Mr. Signell began his federal career with the Agriculture Department in Milwaukee in 1933. In the mid-1940s, he transferred to the department's Soil Conservation Service here, which he headed from 1946 to 1953.
He then joined the State Department's old Technical Cooperative Administration and spent two years as an engineering consultant to the ministry of agriculture in Indonesia as part of the Point Four technical assistance program.
After becoming a Foreign Service reserve officer in 1955, Mr. Signell was assigned to India and Turkey. While in India, he helped strengthen soil conservation in the north and in the south and in Nepal, and taught agricultural engineering.
In Turkey, he set up about 100 work camps and appointed village leaders to supervise programs in conservation, forestry and irrigation.
Following his retirement in 1963, Mr. Signell was a consultant in Tanzania, Senegal and in Guatemala for the Agriculture Department.

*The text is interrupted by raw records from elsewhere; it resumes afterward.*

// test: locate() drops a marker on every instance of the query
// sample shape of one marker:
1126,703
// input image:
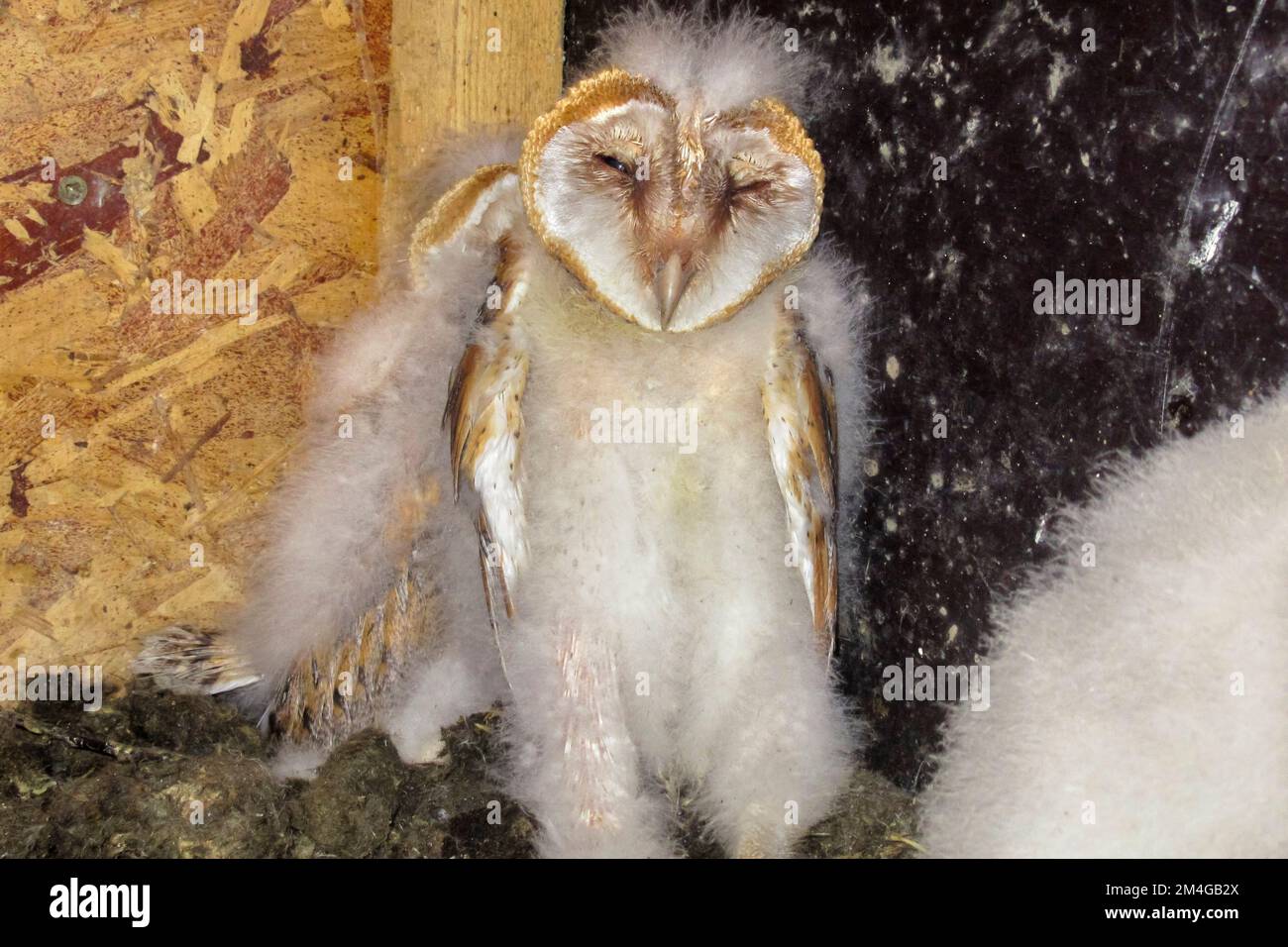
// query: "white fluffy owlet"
591,463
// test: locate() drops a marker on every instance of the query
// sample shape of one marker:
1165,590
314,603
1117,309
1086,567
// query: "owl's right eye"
614,162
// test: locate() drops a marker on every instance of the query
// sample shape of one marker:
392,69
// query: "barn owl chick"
626,526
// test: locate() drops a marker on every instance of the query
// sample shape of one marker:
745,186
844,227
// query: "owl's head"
677,183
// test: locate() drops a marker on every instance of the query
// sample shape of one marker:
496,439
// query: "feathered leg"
575,763
765,736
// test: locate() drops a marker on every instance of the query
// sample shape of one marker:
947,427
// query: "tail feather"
193,661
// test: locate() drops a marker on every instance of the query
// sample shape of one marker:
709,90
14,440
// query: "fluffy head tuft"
728,62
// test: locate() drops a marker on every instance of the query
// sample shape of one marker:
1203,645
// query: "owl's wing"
800,412
344,595
484,420
472,219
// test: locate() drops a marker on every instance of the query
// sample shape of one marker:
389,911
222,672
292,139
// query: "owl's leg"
767,737
576,766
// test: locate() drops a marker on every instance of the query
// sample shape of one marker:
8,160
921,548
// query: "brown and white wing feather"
485,420
800,414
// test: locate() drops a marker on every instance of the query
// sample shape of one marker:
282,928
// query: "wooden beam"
462,64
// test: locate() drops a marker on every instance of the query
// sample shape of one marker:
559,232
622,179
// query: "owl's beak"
669,285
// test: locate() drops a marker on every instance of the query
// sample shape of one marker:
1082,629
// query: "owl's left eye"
614,162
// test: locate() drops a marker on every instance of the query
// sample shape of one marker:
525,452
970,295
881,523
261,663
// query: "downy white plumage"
1137,703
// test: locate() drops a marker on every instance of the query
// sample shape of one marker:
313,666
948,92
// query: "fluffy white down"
329,556
1149,689
726,62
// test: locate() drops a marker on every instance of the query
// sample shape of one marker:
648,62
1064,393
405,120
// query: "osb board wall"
137,447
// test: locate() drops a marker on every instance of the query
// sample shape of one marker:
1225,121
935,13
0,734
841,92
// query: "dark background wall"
1107,163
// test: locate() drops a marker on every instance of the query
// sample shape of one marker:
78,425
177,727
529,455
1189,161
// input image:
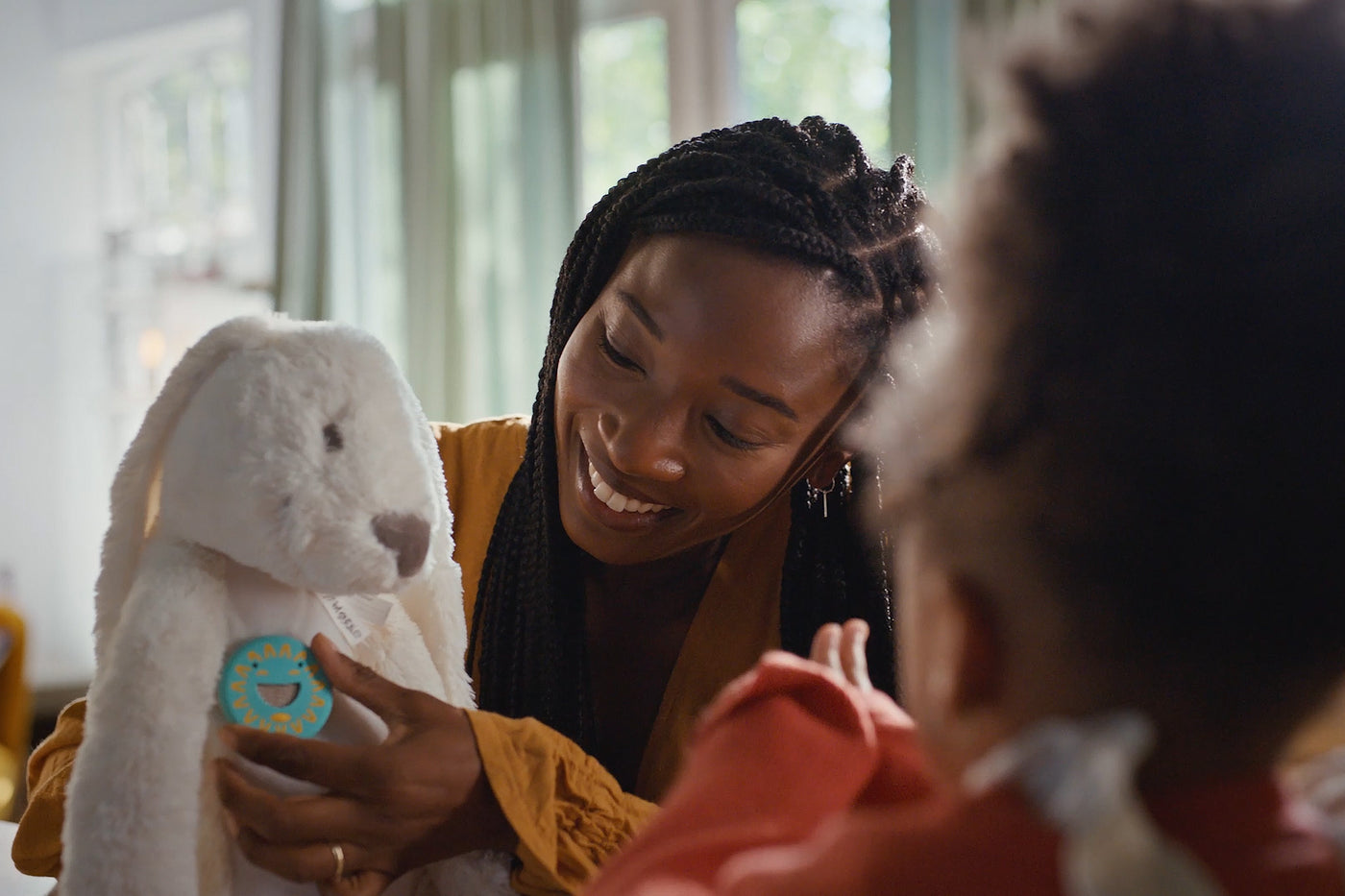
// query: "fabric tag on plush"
358,615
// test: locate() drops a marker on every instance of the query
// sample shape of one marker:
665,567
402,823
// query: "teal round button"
275,684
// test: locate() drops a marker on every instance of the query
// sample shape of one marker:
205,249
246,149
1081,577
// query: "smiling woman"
642,540
672,396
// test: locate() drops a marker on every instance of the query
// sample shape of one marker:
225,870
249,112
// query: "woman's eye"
616,356
722,433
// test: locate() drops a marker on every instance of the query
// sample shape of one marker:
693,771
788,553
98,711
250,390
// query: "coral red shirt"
797,784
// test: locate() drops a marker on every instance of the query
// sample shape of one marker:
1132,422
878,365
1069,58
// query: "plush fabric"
796,784
282,463
737,620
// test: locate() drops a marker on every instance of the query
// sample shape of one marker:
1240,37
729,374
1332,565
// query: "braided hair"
802,193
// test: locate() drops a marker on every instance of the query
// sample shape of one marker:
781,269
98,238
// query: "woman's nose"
646,446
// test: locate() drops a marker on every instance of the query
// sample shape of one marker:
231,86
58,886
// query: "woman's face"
688,393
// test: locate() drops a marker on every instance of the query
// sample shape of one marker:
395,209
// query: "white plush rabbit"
285,482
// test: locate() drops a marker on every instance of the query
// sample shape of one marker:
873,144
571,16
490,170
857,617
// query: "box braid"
802,193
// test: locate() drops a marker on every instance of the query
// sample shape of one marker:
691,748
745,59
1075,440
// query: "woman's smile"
621,506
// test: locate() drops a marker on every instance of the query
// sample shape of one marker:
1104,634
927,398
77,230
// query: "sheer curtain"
427,183
937,46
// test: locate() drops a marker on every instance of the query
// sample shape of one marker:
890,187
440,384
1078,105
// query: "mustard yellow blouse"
568,811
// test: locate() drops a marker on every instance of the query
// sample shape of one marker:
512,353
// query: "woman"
676,505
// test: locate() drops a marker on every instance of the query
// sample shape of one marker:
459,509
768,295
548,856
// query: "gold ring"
339,855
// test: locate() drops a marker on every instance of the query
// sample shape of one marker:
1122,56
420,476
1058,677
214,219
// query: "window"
654,71
809,57
182,245
624,100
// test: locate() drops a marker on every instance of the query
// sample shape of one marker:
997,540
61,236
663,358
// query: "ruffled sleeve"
568,811
37,844
784,748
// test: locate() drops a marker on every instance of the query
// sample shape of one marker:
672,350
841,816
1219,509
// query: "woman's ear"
977,665
827,465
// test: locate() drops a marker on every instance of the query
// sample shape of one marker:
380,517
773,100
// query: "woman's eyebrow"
641,312
740,388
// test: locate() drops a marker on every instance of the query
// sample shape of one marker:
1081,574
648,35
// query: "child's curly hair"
1149,331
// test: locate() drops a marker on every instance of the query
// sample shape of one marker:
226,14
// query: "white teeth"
616,500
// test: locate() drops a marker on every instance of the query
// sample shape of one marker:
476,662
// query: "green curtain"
428,182
937,46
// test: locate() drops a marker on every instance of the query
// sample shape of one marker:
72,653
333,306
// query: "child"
1113,472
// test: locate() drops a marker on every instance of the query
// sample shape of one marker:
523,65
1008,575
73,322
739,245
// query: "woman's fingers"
826,646
854,662
370,883
315,862
330,765
291,819
392,702
841,647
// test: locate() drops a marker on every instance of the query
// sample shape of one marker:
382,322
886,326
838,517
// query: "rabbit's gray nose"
407,536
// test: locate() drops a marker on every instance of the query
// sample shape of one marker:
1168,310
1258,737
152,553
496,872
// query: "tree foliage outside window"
623,101
818,57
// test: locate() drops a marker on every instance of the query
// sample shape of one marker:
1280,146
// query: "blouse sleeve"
37,844
568,811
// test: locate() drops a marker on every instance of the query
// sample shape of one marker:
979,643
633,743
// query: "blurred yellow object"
15,709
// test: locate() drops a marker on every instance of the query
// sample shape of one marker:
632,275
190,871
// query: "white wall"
56,459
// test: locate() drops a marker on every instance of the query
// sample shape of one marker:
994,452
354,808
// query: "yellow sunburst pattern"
273,684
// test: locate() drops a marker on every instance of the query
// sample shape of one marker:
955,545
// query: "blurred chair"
15,711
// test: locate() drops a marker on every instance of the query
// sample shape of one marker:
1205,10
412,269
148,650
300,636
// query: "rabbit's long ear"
138,472
434,601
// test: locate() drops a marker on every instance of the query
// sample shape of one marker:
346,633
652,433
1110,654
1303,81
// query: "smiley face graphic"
273,684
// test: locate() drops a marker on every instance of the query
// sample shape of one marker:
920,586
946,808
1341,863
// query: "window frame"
702,57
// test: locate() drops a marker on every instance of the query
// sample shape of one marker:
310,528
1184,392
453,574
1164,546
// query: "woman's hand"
416,798
841,647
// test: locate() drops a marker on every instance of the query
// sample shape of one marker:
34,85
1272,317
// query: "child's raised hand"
417,797
841,647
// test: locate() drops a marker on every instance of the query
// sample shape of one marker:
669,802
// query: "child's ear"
827,465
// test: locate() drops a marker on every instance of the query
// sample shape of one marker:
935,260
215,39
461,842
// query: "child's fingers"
392,702
826,647
854,664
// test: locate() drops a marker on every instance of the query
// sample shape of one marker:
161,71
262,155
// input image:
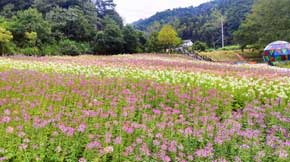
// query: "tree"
31,38
152,43
199,46
30,21
5,37
131,41
71,23
168,38
109,41
269,21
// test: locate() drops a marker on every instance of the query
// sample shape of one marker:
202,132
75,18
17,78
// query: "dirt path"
241,58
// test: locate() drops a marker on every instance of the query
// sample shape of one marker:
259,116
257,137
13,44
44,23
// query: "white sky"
133,10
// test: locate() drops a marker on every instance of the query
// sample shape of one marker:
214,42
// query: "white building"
187,43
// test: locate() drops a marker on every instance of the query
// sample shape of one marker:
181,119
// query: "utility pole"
223,36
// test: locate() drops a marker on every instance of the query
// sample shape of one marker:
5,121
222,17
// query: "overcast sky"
133,10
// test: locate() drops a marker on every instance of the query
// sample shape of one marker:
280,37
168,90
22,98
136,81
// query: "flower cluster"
53,111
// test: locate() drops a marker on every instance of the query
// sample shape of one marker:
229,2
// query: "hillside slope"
202,22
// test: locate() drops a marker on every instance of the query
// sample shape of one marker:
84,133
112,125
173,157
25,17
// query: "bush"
199,46
69,47
51,50
86,48
230,48
8,48
30,51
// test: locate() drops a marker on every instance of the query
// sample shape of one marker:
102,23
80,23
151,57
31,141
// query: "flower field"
149,108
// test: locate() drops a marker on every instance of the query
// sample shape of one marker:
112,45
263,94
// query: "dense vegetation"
45,27
268,21
142,108
202,23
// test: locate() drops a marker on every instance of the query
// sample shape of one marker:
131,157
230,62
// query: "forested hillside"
202,23
50,27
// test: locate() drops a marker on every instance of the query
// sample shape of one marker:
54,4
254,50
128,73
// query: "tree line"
73,27
48,27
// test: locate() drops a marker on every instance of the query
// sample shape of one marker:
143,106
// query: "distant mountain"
203,22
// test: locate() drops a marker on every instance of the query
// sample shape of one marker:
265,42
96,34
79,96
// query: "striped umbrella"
277,51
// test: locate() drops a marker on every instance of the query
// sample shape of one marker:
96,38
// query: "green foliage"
71,23
110,41
69,47
168,37
268,22
51,49
229,48
199,46
5,38
81,26
130,39
152,44
202,23
31,38
30,21
30,51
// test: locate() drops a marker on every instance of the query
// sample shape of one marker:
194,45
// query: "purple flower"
94,144
82,127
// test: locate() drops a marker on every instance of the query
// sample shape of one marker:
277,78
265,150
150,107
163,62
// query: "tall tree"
5,37
131,40
30,21
269,21
168,37
110,40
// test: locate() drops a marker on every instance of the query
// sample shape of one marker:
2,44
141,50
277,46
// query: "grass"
231,55
154,108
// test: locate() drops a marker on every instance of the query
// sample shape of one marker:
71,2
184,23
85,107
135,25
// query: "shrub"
199,46
30,51
69,47
51,50
229,48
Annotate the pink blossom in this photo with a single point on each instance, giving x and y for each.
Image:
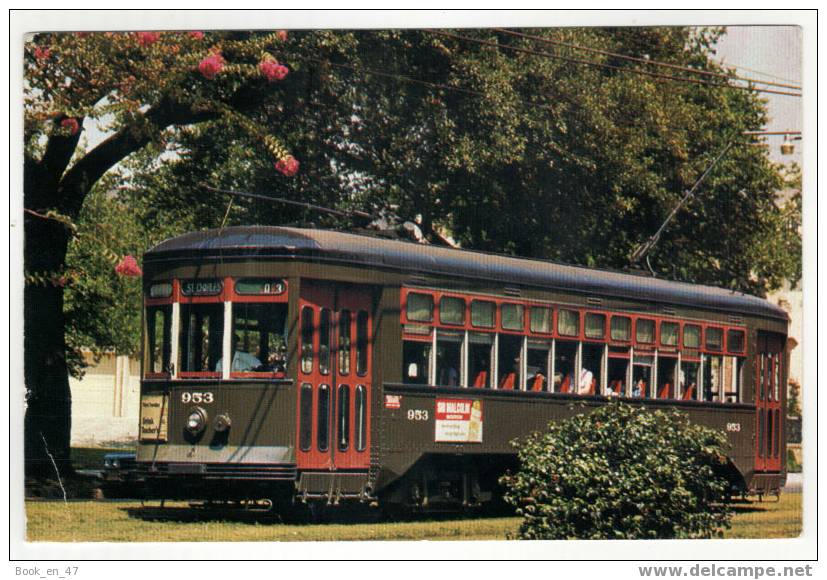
(288, 166)
(71, 124)
(148, 38)
(271, 69)
(128, 267)
(211, 65)
(41, 53)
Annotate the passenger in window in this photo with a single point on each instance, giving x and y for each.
(242, 361)
(584, 386)
(639, 388)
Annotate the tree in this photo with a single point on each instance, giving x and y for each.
(621, 472)
(139, 87)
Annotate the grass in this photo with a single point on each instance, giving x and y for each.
(87, 521)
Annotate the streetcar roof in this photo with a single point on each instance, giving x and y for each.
(355, 249)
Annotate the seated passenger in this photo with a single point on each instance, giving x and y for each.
(639, 389)
(584, 386)
(242, 361)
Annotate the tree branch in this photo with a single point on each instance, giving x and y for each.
(82, 175)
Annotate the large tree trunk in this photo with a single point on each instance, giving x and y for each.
(47, 424)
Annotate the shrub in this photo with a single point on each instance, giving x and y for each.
(621, 472)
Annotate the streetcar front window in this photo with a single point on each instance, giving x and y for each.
(201, 337)
(158, 334)
(259, 342)
(416, 357)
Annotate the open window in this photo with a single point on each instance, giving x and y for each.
(591, 369)
(667, 367)
(448, 358)
(565, 361)
(509, 361)
(158, 341)
(201, 340)
(480, 348)
(259, 340)
(618, 370)
(642, 371)
(416, 361)
(537, 375)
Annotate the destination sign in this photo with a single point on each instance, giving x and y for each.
(162, 290)
(260, 286)
(201, 287)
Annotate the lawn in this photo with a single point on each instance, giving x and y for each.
(87, 521)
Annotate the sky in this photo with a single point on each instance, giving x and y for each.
(776, 52)
(762, 52)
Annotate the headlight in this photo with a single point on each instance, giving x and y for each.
(197, 421)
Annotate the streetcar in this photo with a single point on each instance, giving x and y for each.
(307, 366)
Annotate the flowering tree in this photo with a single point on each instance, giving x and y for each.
(137, 89)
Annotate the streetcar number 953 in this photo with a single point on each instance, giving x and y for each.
(197, 397)
(417, 415)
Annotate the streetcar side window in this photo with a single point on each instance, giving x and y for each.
(714, 338)
(691, 336)
(451, 310)
(669, 333)
(509, 361)
(416, 358)
(325, 330)
(595, 325)
(158, 337)
(568, 322)
(362, 343)
(565, 358)
(420, 307)
(688, 380)
(448, 358)
(591, 370)
(307, 340)
(667, 367)
(360, 405)
(713, 378)
(621, 328)
(306, 417)
(480, 348)
(323, 418)
(343, 417)
(482, 313)
(537, 366)
(513, 316)
(201, 337)
(645, 330)
(541, 319)
(344, 342)
(259, 342)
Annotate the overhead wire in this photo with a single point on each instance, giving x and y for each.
(608, 66)
(645, 61)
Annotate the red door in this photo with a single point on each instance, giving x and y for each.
(769, 395)
(335, 361)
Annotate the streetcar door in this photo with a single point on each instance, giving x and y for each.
(769, 396)
(334, 386)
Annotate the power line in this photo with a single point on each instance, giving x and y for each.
(609, 66)
(645, 61)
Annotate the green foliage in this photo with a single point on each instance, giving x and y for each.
(621, 472)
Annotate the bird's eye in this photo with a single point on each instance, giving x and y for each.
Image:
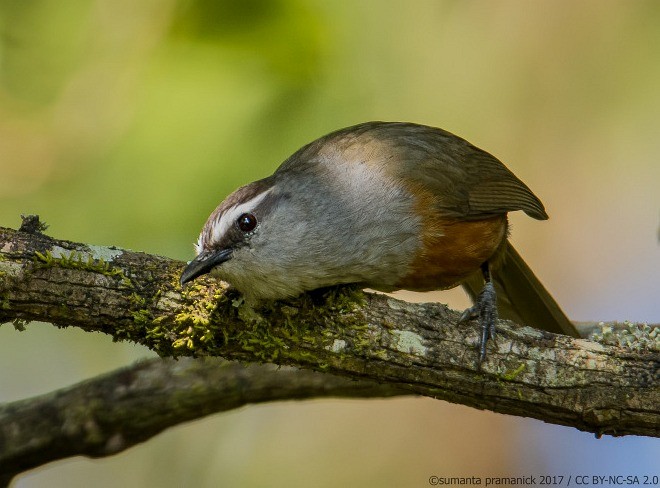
(246, 222)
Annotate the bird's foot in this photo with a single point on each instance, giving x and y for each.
(484, 309)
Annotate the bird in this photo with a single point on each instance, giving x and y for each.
(386, 206)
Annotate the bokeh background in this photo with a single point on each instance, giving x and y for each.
(124, 122)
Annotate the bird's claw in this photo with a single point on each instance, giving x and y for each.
(485, 310)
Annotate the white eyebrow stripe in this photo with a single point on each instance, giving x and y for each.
(227, 218)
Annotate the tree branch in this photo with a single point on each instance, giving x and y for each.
(113, 412)
(135, 296)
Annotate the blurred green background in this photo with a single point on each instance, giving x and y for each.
(125, 122)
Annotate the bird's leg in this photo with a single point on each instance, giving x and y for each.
(484, 309)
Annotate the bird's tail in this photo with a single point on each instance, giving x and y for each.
(521, 297)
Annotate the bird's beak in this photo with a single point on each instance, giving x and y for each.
(204, 263)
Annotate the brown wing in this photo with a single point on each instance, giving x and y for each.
(470, 183)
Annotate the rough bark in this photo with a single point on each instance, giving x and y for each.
(115, 411)
(605, 389)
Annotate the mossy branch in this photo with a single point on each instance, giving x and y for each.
(108, 414)
(605, 389)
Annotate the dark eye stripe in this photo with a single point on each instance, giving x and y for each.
(246, 222)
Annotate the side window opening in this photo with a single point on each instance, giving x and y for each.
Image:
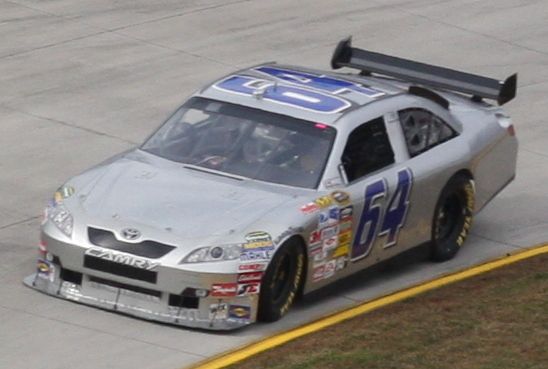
(423, 130)
(367, 150)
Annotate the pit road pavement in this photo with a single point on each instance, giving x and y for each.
(81, 81)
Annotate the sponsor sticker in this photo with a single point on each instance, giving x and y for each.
(317, 273)
(330, 243)
(341, 197)
(224, 289)
(329, 232)
(341, 263)
(334, 214)
(239, 312)
(252, 267)
(323, 219)
(315, 237)
(45, 270)
(264, 245)
(342, 250)
(218, 311)
(329, 270)
(246, 289)
(346, 213)
(250, 277)
(345, 237)
(310, 208)
(318, 255)
(323, 201)
(258, 241)
(257, 236)
(345, 226)
(256, 254)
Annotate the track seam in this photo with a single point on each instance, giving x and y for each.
(232, 357)
(101, 331)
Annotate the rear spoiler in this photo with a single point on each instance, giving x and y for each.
(429, 75)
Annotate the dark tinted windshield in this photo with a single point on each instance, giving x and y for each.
(244, 141)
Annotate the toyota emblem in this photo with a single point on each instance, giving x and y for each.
(131, 234)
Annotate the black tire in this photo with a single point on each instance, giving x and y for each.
(282, 281)
(452, 218)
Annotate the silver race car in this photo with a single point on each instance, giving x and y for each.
(275, 181)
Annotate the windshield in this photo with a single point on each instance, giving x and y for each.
(244, 141)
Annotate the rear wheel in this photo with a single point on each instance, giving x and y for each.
(452, 217)
(281, 281)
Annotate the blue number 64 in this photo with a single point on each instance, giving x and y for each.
(393, 218)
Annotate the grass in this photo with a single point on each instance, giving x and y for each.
(496, 320)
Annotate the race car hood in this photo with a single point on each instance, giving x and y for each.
(140, 190)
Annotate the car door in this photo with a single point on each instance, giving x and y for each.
(379, 185)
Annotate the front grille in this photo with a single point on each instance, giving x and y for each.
(122, 270)
(148, 249)
(129, 287)
(184, 301)
(71, 276)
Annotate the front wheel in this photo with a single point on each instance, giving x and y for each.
(281, 282)
(452, 218)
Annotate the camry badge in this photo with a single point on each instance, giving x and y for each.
(131, 234)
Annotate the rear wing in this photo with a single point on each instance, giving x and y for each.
(429, 75)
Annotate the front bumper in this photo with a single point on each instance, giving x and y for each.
(64, 276)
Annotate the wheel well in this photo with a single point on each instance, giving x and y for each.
(298, 240)
(463, 172)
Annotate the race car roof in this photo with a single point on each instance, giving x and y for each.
(300, 92)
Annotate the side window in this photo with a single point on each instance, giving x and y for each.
(423, 130)
(367, 150)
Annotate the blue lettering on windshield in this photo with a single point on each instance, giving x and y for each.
(294, 96)
(319, 82)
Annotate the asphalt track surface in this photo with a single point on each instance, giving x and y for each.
(81, 81)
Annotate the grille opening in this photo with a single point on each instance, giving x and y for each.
(184, 301)
(129, 287)
(71, 276)
(122, 270)
(148, 249)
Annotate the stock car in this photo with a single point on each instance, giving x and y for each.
(275, 181)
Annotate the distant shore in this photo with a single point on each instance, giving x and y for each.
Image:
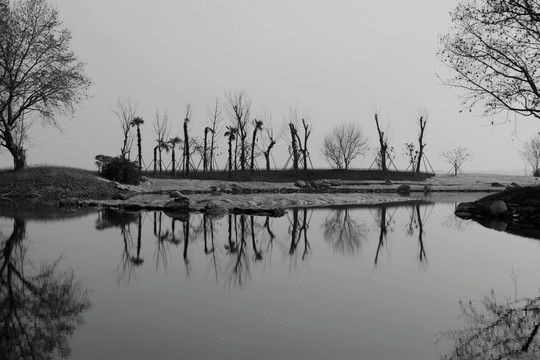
(57, 186)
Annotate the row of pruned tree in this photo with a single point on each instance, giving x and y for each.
(243, 149)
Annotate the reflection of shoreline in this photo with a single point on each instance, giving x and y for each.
(40, 312)
(496, 330)
(249, 239)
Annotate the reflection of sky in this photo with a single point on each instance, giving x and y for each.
(328, 305)
(334, 61)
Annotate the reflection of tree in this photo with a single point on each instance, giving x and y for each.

A native of Rockford, Ill., he earned a bachelor's degree in civil engineering from the University of Illinois and did past graduate work at the University of Wisconsin.
He and his wife, the former Ottlie Burdick, lived in Leesburg, Fla., from 1963 until last year, when they returned to Washington.
Besides his wife, survivors include two sons, Karl, of West Hyattsville, and Peter, of East Lansing, Mich.; a daughter, Karen of San Francisco, and three grandchildren.